Por la mañana del pasado lunes faenaron en Canelones a Quebracho, el caballo con el que Miguel Ángel Cotto, de Sarandí del Yí, junto a Eduardo Abreu recorrió las 19 capitales del país entre el 20 de febrero y el 28 de abril de 2015. Quebracho, Criollo de Gaggero, tatuaje 380, había sido prestado por Waldemar Carreño para completar aquella marcha histórica y se había convertido en el animal emblemático de la travesía. Hoy, su muerte sacude a quienes conocieron su historia.
Miguel Ángel todavía está en shock. Este martes se enteró de que Quebracho, el caballo con el que había recorrido las 19 capitales del país en 2015, fue faenado ayer en Canelones. “Cuando me enteré, mi Dios querido… me partió el alma. El actual dueño del caballo nos contó llorando”, dijo. La noticia le llegó de golpe, sin aviso, y aún no logra procesar que aquel animal noble, compañero de una de las gestas ecuestres más recordadas del país, haya terminado así, en un episodio brutal que lo dejó sin aliento.
Quebracho no era cualquier caballo. Criollo de Gaggero, tatuaje 380, nacido en agosto de 2002, había llegado a la vida de Cotto como un salvavidas en plena marcha. Un día de aquel verano de 2015, dos de los caballos que llevaba se lastimaron y hubo que reemplazarlos. Desde la cabaña de Mackinnon apoyaron con otros animales; pero el tercero, el decisivo, llegó por un gesto generoso. “Don Waldemar Carreño me lo prestó. Me dijo: ‘Tengo un caballo que te va a servir’. Y era un tractor. Una estructura impresionante, un caballo bárbaro y de muy buena marcha”, recordó. “Con él salí y con él llegué”.
La relación entre hombre y caballo se fue haciendo a fuerza de kilómetros. “Era un pan de Dios. Mansito, mansito. Y entre persona y caballo se forma un vínculo muy grande”, repitió Cotto, como si quisiera sostener a Quebracho un rato más en su memoria. Después de la travesía, sin embargo, el destino del animal tomó otros rumbos. Carreño, con demasiados caballos en su predio, decidió vender algunos, entre ellos a Quebracho. Se lo ofreció primero a Miguel, pero él no podía aceptarlo. “Con el dolor del alma tuve que decir que no.
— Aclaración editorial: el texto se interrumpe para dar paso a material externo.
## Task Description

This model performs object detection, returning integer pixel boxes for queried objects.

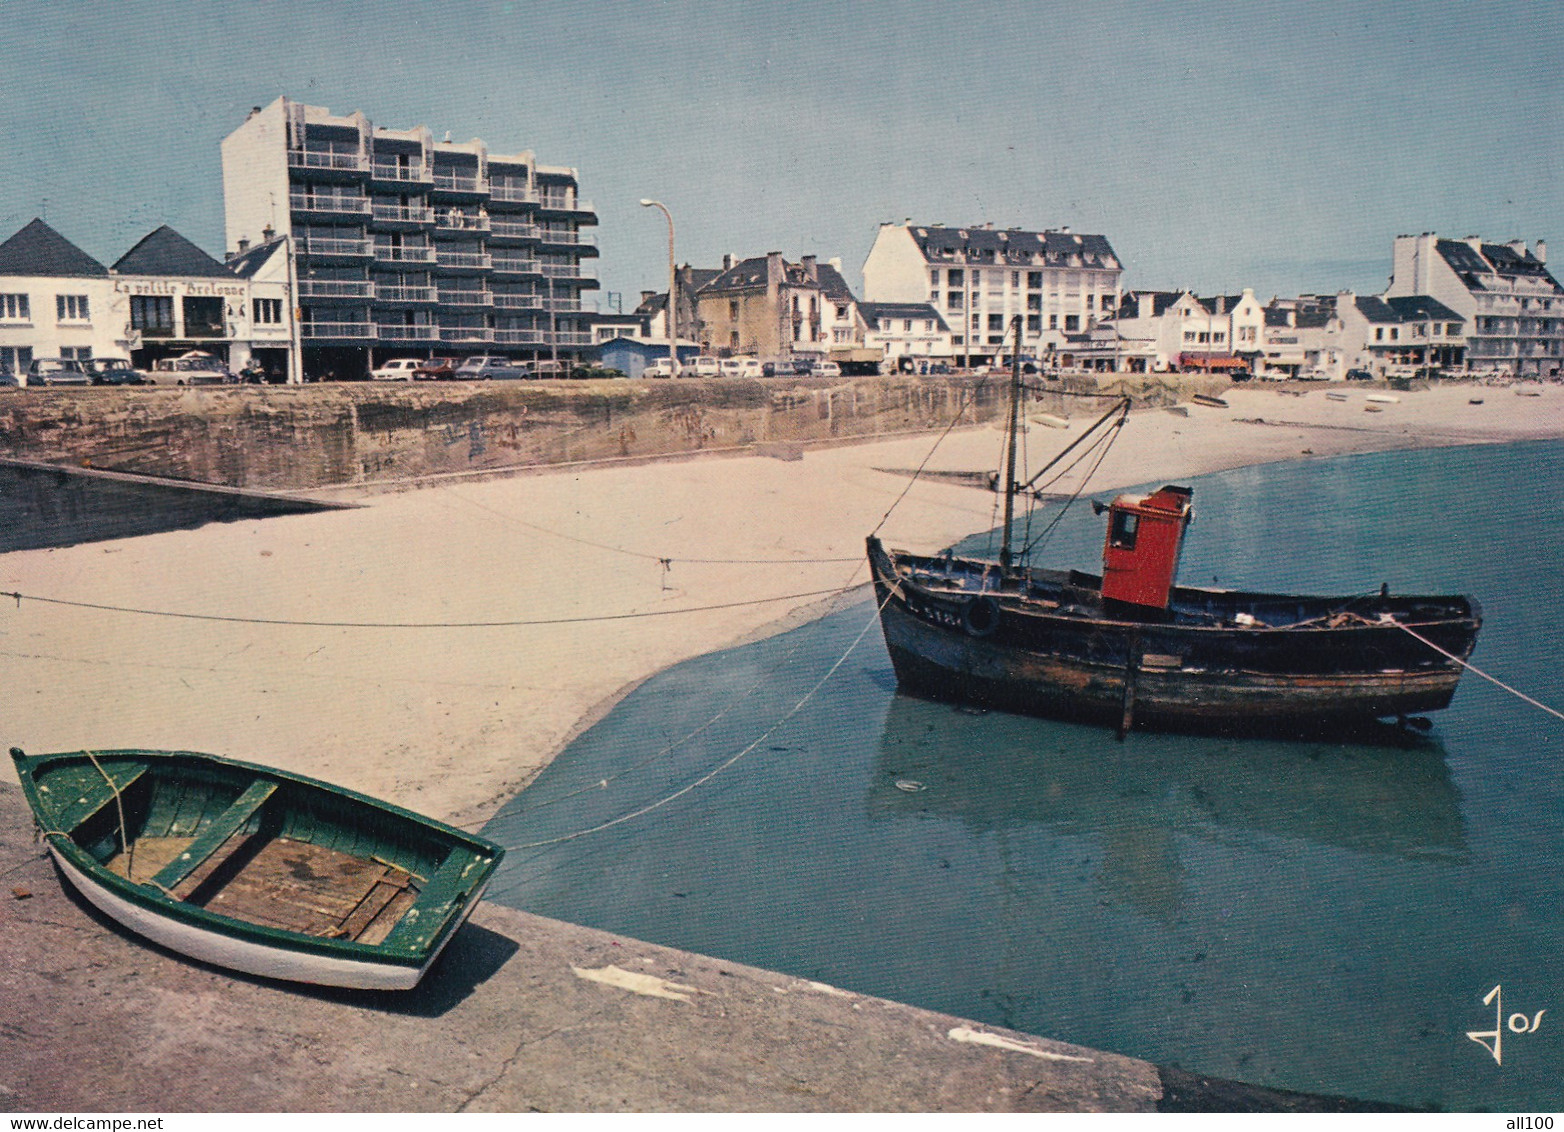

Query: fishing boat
[866,321,1483,737]
[10,747,503,989]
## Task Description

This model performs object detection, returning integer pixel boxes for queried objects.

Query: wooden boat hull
[867,538,1481,735]
[11,749,504,990]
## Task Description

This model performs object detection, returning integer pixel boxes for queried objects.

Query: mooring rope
[82,750,132,877]
[0,586,850,629]
[1392,620,1564,722]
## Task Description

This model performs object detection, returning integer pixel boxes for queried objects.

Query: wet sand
[0,381,1557,826]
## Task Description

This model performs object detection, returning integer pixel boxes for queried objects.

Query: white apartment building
[1386,233,1562,376]
[859,302,952,368]
[221,97,599,381]
[861,222,1122,365]
[0,220,117,376]
[1109,290,1255,373]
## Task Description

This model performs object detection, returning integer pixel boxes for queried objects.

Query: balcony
[370,161,433,186]
[290,193,371,217]
[439,289,495,307]
[493,294,542,310]
[432,171,488,196]
[540,263,585,279]
[489,219,539,241]
[375,285,439,304]
[490,185,537,204]
[371,203,435,226]
[537,195,595,215]
[435,211,491,235]
[301,237,373,258]
[494,328,545,345]
[378,325,438,342]
[299,279,374,300]
[491,256,540,276]
[303,321,375,339]
[288,149,369,178]
[536,229,597,248]
[552,331,593,347]
[374,244,437,264]
[438,326,494,345]
[435,250,493,272]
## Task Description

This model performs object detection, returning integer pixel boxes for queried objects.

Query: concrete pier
[0,787,1394,1113]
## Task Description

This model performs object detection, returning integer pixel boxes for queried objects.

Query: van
[718,358,745,377]
[643,359,676,379]
[682,356,720,378]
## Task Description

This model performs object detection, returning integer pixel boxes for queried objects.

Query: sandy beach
[1,381,1559,827]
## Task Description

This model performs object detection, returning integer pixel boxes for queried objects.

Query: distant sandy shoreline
[1,381,1559,826]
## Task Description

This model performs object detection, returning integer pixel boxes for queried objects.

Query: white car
[736,359,764,378]
[372,358,421,381]
[643,359,676,379]
[682,357,720,378]
[718,358,745,377]
[809,361,841,378]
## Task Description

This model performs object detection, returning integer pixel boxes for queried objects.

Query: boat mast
[999,315,1023,572]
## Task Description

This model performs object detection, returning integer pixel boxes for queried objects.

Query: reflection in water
[869,694,1468,927]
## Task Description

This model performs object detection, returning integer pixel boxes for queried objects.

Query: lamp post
[640,199,677,369]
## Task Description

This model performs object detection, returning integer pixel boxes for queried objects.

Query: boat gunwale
[13,747,503,969]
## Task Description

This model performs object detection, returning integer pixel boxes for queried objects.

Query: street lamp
[640,199,677,368]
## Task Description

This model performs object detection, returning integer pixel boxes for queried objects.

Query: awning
[1179,354,1246,370]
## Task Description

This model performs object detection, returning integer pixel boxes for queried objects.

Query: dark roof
[702,255,815,294]
[114,225,231,278]
[859,302,949,332]
[0,218,108,277]
[909,225,1119,270]
[225,236,287,279]
[1354,296,1400,324]
[815,262,857,302]
[1198,294,1247,315]
[1384,295,1461,323]
[1117,291,1184,319]
[1436,237,1564,293]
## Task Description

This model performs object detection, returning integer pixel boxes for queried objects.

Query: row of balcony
[299,281,571,309]
[299,237,598,273]
[291,198,598,242]
[287,149,595,213]
[302,321,593,346]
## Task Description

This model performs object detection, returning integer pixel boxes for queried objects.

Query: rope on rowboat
[0,585,858,629]
[83,750,133,878]
[1389,620,1564,723]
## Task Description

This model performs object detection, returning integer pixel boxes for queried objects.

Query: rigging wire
[1017,413,1126,562]
[868,375,991,538]
[1391,622,1564,723]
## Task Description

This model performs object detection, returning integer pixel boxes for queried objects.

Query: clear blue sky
[3,1,1559,308]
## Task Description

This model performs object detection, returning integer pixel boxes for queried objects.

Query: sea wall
[0,373,1221,491]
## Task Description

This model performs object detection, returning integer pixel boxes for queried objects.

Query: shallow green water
[485,439,1564,1110]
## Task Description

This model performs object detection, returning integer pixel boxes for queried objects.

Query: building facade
[1386,233,1562,376]
[221,97,598,381]
[859,302,952,367]
[0,219,115,376]
[693,252,833,361]
[861,222,1123,365]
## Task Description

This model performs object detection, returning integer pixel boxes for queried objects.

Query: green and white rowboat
[10,747,504,990]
No tenía campo donde echarlo”.
El caballo fue entonces adquirido por un hombre mayor de la zona de Mansavillagra, Florida, que lo compró “por tenerlo, por guardar la reliquia”. Tiempo después, ese propietario lo vendió a un muchacho de Capilla del Sauce dedicado a la compra y venta de caballos. Ese productor, sin saber que ya había sido ofrecido a Cotto, volvió a contactarlo. “Tuve que explicarle lo que me pasaba. Yo siempre dije que ese caballo era garantía. Mansito y excepcional”.
La historia continuó su curso. El vendedor lo publicó como “el caballo de la marcha de las 19 capitales”, y apareció un comprador de Canelones, Héctor Caraballo, quien incluso llamó a Cotto para conocer detalles del animal. “Lo quería para andar, para desfiles de los chiquilines. Estaba chocho con el caballo”, contó. Quebracho estaba bien cuidado, gordo, impecable. A Cotto le llegaban fotos cada tanto, mensajes de gente que lo reconocía y celebraba su porte. “Siempre me decían: ‘Vi tu caballo, qué bien está’”.
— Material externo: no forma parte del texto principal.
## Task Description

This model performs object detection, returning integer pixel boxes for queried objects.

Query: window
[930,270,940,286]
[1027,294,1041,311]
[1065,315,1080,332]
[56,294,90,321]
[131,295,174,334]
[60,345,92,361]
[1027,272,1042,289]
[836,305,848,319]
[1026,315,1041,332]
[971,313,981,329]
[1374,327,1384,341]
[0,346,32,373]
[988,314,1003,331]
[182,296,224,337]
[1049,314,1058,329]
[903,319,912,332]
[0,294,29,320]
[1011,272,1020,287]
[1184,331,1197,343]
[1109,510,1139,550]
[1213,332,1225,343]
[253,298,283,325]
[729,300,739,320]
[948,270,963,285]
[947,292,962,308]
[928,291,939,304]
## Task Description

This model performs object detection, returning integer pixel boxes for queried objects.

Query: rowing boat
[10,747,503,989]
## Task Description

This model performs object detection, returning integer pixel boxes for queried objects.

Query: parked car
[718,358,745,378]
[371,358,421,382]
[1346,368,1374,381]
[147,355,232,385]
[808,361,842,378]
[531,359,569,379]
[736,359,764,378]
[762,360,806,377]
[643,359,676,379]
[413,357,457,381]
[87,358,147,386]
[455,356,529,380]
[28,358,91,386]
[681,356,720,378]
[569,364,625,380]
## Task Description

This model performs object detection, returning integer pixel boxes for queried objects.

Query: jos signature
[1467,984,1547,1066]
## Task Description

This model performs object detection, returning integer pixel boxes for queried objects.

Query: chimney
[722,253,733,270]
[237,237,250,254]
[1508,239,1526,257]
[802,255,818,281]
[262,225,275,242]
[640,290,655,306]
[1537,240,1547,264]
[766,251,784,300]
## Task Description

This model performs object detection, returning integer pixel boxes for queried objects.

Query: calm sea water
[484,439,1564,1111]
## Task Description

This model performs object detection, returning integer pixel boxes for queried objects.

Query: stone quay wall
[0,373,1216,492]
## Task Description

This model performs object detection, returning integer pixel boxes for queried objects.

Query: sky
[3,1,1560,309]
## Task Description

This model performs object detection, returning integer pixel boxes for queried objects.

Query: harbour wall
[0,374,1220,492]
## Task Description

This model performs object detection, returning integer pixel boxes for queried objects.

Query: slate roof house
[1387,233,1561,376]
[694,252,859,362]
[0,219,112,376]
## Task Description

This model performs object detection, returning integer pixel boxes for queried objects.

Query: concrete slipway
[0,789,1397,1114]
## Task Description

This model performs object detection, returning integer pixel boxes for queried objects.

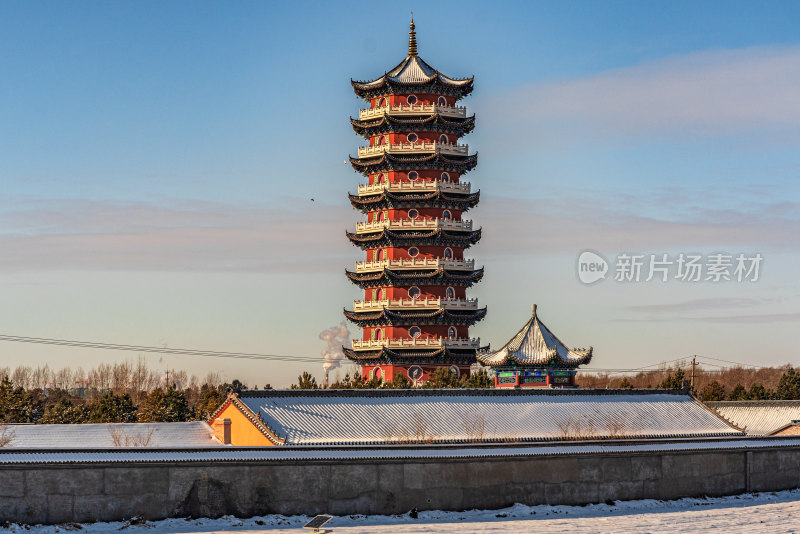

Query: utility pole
[690,356,696,391]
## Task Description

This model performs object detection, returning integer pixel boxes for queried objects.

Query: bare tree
[0,424,15,447]
[108,426,155,447]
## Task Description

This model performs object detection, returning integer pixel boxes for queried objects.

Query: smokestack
[319,322,351,387]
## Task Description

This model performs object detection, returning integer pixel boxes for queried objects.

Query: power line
[0,334,325,364]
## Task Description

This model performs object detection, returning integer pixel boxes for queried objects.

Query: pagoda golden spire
[408,14,417,57]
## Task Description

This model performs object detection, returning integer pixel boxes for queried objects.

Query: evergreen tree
[701,380,726,401]
[422,368,462,389]
[464,369,492,388]
[748,382,770,400]
[137,387,190,422]
[0,377,42,423]
[618,377,633,389]
[777,368,800,400]
[40,398,91,424]
[387,373,412,389]
[191,384,226,421]
[89,392,137,423]
[291,371,319,390]
[728,384,748,401]
[658,368,686,390]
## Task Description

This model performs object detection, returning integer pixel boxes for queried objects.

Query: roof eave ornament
[408,14,418,57]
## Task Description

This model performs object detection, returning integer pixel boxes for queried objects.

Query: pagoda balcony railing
[351,337,481,351]
[354,258,475,273]
[358,103,467,120]
[352,297,479,312]
[357,180,471,196]
[355,218,473,234]
[357,141,468,158]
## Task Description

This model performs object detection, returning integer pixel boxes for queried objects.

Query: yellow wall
[213,403,275,446]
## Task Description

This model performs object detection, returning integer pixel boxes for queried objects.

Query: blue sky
[1,1,799,387]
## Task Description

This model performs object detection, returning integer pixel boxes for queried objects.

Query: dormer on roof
[351,18,474,100]
[477,304,593,388]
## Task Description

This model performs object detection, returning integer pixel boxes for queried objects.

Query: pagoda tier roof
[343,307,487,328]
[343,345,479,365]
[477,305,592,368]
[350,114,475,137]
[349,152,478,175]
[346,227,482,249]
[351,55,474,100]
[349,189,480,212]
[345,267,484,288]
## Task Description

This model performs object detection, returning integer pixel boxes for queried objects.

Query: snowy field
[4,490,800,533]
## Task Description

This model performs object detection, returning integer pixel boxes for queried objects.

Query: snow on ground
[4,490,800,533]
Hasta que llegó la noticia amarga. “Me dijeron que lo mataron a puñaladas, cinco puñaladas. Que lo faenaron, que le sacaron la carne”, relató, y se hace un silencio pesado. La zona (Paso de la Cadena, Canelones), dijo, “está muy brava”, pero nada justifica esa muerte. “Me duele por el fin que tuvo. Me duele muchísimo”.
En la memoria de Cotto, Quebracho sigue vivo: el caballo noble, potente y calmo que lo acompañó por todo el país, que resistió días largos de marcha y devolvía cada gesto con mansedumbre. Un caballo que se convirtió en símbolo de una aventura y que, por esas vueltas tristes del destino, terminó lejos de la épica que lo hizo conocido.
El caso de Quebracho se suma a una serie de episodios que vienen encendiendo alarmas en el interior del país. Productores y vecinos denuncian un incremento sostenido del abigeato, la faena clandestina y los hechos violentos asociados , especialmente en zonas rurales de Canelones, Florida y Lavalleja. Las gremiales advierten que el fenómeno ya no se limita a la pérdida económica: afecta la seguridad de las familias, altera la vida comunitaria y, como en esta historia, borra de un tajo símbolos profundamente arraigados en la identidad rural uruguaya.